Letters from Milan

Letters from Milan

Every Sunday, Elene would sit by her window in Milan, pen in hand, writing letters in perfect script on creamy stationery. She had been doing this for 12 years since she first left San Pablo, Laguna to work as a caregiver in Italy.

Her letters weren’t just words. They were a lifetime, a bridge connecting her heart to  the family she left behind. She wrote about everything: the old Italian woman she cared for who loved opera, the taste of espresso she was still trying to like, the snow that fascinated her the first winter, and the loneliness that crept in when the city went quiet at night.

Elena was 29 when she left the Philippines.

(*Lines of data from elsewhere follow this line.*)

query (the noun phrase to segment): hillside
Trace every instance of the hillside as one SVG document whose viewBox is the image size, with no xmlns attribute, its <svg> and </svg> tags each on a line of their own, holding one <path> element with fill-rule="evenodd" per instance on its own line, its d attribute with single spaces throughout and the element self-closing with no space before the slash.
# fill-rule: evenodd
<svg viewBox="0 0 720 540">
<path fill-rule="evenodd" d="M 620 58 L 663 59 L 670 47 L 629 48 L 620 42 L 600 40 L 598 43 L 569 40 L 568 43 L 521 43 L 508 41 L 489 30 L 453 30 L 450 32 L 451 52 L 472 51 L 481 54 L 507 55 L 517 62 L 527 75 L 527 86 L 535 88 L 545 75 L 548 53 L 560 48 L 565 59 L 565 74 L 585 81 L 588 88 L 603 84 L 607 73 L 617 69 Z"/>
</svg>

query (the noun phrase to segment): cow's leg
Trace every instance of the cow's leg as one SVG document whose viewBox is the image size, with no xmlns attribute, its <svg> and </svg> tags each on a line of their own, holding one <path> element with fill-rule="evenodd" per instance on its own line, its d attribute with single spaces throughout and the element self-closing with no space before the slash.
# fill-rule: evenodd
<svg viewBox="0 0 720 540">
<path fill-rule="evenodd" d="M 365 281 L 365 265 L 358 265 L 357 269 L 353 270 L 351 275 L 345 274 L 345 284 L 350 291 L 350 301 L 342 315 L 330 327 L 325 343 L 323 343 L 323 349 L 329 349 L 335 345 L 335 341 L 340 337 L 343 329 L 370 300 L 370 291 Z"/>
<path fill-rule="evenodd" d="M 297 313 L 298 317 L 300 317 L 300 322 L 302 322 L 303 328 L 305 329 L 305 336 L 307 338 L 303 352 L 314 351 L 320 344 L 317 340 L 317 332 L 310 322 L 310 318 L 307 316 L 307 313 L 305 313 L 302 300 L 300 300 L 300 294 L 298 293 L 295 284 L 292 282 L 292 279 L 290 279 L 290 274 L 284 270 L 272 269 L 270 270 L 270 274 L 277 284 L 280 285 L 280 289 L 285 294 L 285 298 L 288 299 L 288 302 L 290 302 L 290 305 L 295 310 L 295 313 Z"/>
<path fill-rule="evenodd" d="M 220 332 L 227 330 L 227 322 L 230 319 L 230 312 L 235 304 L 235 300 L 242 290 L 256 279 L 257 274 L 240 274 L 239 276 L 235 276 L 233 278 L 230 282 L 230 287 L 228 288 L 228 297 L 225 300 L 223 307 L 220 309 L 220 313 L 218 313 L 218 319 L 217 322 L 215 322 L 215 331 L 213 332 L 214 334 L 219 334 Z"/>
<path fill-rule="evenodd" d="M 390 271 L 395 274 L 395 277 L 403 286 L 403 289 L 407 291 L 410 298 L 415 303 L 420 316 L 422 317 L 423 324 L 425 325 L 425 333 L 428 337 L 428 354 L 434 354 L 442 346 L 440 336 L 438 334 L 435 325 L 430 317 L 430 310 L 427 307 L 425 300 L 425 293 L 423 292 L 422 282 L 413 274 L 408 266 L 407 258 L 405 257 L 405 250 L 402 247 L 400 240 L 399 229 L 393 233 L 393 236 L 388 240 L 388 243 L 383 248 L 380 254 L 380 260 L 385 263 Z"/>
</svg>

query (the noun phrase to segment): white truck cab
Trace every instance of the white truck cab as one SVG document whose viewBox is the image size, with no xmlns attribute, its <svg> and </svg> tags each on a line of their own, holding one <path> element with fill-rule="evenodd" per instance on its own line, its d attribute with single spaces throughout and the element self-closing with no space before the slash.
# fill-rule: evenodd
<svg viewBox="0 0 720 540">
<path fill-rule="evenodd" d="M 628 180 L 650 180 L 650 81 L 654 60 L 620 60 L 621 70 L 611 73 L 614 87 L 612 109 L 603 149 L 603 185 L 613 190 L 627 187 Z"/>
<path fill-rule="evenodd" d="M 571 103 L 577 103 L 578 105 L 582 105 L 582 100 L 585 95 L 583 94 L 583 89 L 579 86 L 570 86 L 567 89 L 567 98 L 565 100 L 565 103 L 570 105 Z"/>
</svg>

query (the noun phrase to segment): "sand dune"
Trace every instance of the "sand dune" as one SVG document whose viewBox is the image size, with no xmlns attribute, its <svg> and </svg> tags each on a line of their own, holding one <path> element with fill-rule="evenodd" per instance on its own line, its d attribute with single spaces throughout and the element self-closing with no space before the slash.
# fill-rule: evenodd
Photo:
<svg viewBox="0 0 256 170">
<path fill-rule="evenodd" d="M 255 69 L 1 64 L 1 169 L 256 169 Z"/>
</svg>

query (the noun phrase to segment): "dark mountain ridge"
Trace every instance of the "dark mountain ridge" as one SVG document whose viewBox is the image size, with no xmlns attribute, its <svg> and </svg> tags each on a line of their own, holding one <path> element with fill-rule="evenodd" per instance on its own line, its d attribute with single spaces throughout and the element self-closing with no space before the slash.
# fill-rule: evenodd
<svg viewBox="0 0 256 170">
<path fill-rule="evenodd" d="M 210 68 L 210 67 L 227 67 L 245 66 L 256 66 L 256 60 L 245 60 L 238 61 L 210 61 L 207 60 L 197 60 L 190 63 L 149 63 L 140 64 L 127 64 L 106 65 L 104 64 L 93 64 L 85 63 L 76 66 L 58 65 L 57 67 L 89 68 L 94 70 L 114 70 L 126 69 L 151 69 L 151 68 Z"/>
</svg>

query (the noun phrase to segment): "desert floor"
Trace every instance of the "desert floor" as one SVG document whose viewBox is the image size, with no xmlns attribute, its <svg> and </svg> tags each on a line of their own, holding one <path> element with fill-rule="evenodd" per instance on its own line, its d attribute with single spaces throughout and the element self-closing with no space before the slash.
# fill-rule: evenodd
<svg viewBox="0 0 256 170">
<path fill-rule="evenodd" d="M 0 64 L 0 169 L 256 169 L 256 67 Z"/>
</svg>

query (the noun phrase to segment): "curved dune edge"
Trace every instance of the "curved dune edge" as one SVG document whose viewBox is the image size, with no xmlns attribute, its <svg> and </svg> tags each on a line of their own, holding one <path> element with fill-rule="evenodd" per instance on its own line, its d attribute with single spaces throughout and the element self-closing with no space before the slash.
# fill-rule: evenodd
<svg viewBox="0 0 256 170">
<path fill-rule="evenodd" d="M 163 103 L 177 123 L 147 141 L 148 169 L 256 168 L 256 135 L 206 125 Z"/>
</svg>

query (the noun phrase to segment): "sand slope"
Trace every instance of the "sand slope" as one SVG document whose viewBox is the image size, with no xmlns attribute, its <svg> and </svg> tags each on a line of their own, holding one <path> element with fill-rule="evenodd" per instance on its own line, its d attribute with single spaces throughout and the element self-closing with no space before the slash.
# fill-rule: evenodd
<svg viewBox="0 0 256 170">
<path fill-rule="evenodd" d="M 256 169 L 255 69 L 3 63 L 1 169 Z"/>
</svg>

She had a degree in education and dreams of becoming a teacher. But with three siblings in college, a mother with diabetes, and a father who struggled to keep their small farm running, she made the hardest choice to pause her own dreams and work abroad.

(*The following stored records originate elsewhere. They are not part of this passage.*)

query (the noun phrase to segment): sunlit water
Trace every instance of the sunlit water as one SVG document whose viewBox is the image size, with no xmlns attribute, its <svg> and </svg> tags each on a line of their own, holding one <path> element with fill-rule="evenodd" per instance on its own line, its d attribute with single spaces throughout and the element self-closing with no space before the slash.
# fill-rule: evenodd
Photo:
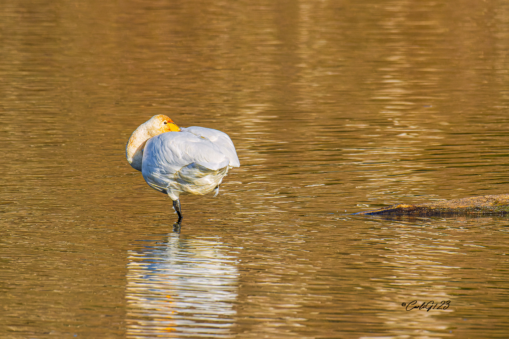
<svg viewBox="0 0 509 339">
<path fill-rule="evenodd" d="M 506 338 L 508 217 L 345 214 L 509 191 L 508 18 L 4 1 L 0 337 Z M 216 198 L 182 197 L 180 227 L 125 158 L 156 114 L 241 161 Z"/>
</svg>

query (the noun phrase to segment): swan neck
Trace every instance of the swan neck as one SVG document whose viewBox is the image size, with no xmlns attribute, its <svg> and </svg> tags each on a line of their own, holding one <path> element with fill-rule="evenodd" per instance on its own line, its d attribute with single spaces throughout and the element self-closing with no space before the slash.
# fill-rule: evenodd
<svg viewBox="0 0 509 339">
<path fill-rule="evenodd" d="M 153 136 L 150 135 L 144 125 L 142 125 L 136 129 L 126 145 L 126 158 L 127 162 L 131 167 L 140 172 L 142 171 L 143 148 L 145 147 L 147 140 Z"/>
</svg>

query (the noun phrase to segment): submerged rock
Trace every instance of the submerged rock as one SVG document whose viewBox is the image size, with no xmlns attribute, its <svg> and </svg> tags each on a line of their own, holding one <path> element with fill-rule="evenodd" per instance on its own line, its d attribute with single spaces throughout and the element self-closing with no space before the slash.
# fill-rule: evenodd
<svg viewBox="0 0 509 339">
<path fill-rule="evenodd" d="M 395 204 L 387 207 L 350 215 L 439 215 L 489 214 L 509 213 L 509 194 L 472 197 L 417 205 Z"/>
</svg>

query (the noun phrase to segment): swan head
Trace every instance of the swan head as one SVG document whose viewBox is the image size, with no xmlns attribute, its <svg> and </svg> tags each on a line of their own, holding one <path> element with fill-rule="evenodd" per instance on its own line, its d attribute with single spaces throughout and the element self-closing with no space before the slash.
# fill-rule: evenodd
<svg viewBox="0 0 509 339">
<path fill-rule="evenodd" d="M 180 128 L 168 116 L 163 114 L 154 115 L 138 127 L 132 133 L 126 145 L 126 158 L 131 166 L 142 170 L 143 148 L 145 143 L 152 137 L 167 132 L 179 132 Z"/>
</svg>

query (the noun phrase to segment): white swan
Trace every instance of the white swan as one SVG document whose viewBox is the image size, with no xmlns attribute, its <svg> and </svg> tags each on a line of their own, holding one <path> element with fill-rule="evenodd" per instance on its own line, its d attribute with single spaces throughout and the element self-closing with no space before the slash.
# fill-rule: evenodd
<svg viewBox="0 0 509 339">
<path fill-rule="evenodd" d="M 126 158 L 151 187 L 172 198 L 179 222 L 182 219 L 180 194 L 214 191 L 215 197 L 228 170 L 240 166 L 225 133 L 196 126 L 180 128 L 162 114 L 133 132 L 126 145 Z"/>
</svg>

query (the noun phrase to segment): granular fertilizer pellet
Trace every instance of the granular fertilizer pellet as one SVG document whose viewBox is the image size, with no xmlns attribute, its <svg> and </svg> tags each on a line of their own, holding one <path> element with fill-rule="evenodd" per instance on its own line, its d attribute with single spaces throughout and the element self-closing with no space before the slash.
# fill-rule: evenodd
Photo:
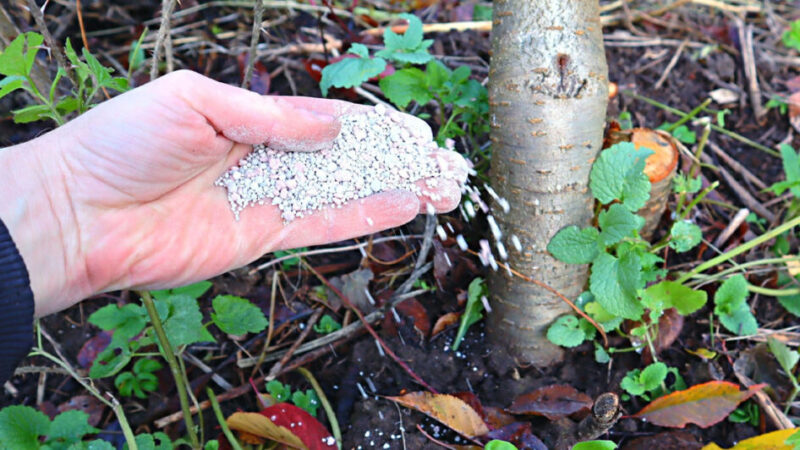
<svg viewBox="0 0 800 450">
<path fill-rule="evenodd" d="M 228 190 L 236 219 L 248 206 L 276 205 L 285 222 L 325 207 L 400 189 L 438 200 L 437 177 L 452 177 L 437 163 L 440 149 L 398 113 L 379 105 L 340 117 L 331 148 L 286 152 L 255 145 L 217 181 Z M 416 183 L 425 179 L 423 188 Z M 459 180 L 462 181 L 462 180 Z M 370 220 L 370 219 L 367 219 Z"/>
</svg>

She found work through an agency and landed in Milan, where she began caring for Signora Benedetta, a widowed elderly woman with early-stage dementia. At first, the language was a wall. Elene didn’t know Italian, and the old woman didn’t speak English. Their first few weeks together were filled with gestures, frustrated sighs, and awkward silence.

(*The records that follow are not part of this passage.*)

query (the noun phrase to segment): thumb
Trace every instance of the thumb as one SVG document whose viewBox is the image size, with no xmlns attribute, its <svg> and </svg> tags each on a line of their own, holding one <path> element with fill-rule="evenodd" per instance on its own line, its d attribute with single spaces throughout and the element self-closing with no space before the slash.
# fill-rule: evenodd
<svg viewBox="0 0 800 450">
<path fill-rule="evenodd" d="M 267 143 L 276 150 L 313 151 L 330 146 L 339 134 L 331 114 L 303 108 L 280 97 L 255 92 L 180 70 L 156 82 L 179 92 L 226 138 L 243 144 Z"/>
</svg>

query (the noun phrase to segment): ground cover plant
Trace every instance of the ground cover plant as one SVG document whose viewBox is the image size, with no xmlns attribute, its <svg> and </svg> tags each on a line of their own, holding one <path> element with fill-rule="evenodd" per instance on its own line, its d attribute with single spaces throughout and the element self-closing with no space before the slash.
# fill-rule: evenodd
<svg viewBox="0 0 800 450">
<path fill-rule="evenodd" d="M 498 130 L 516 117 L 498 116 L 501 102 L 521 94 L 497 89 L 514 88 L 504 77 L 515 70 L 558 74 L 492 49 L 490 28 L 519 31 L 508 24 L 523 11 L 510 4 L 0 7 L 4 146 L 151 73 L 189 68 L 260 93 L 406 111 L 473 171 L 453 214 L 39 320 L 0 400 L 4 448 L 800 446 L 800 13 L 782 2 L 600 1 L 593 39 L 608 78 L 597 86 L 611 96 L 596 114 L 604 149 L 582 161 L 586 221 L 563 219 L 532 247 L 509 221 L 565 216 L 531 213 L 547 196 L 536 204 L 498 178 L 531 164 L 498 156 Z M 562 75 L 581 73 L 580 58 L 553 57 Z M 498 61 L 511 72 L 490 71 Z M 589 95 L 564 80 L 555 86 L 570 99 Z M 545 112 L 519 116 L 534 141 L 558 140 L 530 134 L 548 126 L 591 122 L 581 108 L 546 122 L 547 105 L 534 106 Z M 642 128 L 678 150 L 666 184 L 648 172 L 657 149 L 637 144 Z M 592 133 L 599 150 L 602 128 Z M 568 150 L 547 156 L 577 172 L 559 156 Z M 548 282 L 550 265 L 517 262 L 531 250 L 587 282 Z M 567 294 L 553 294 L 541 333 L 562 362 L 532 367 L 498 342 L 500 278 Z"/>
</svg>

But time taught them both patience.

Elena learned Italian slowly, first through television shows and children’s books, then through conversations with other Filipinos at church. Benedetta softened, too she began showing Elena how to cook risotto and telling stories about her childhood during World War II. Over time, they developed a rhythm that felt almost like family.

Back home, Elena’s sacrifices bore fruit. Her siblings graduated two became nurses, one a civil engineer. Her parents were able to renovate their home. Every balikbayan box she sent home carried not just gifts, but hopes shoes for her nephews, canned goods, winter jackets they didn’t need but loved anyway, and always, handwritten letters.

But the loneliness never disappeared. There were birthdays she missed, funerals she could only attend through video calls, and milestones she could only hear about secondhand. When her father passed away during the pandemic, she grieved alone in her room, holding a candle and whispering prayers into the night.

Still, Elena endured. She found strength in the friendships she built her Filipino church choir, her landlord who treated her like family, and the community of OFWs who understood the ache of being far from home.

One spring afternoon, Signora Benedetta passed away peacefully in her sleep. Elena mourned her like a grandmother. She stayed in Milan a few more months, unsure of what would come next.

Then, her youngest sister sent her an email: “Ate, may magandang balita kami. Gusto ka naming pauwiin. Kami naman ang bahala sayo ngayon.”

Elena stared at the screen for a long time, tears streaming down her face. For the first time in years, she felt the pull of home calling stronger than ever.

She packed her bags, including her last stack of letters.

Elena was going home not just as someone who had worked abroad, but as someone who had fulfilled a promise, carried her family through hardship, and finally, was coming back to herself.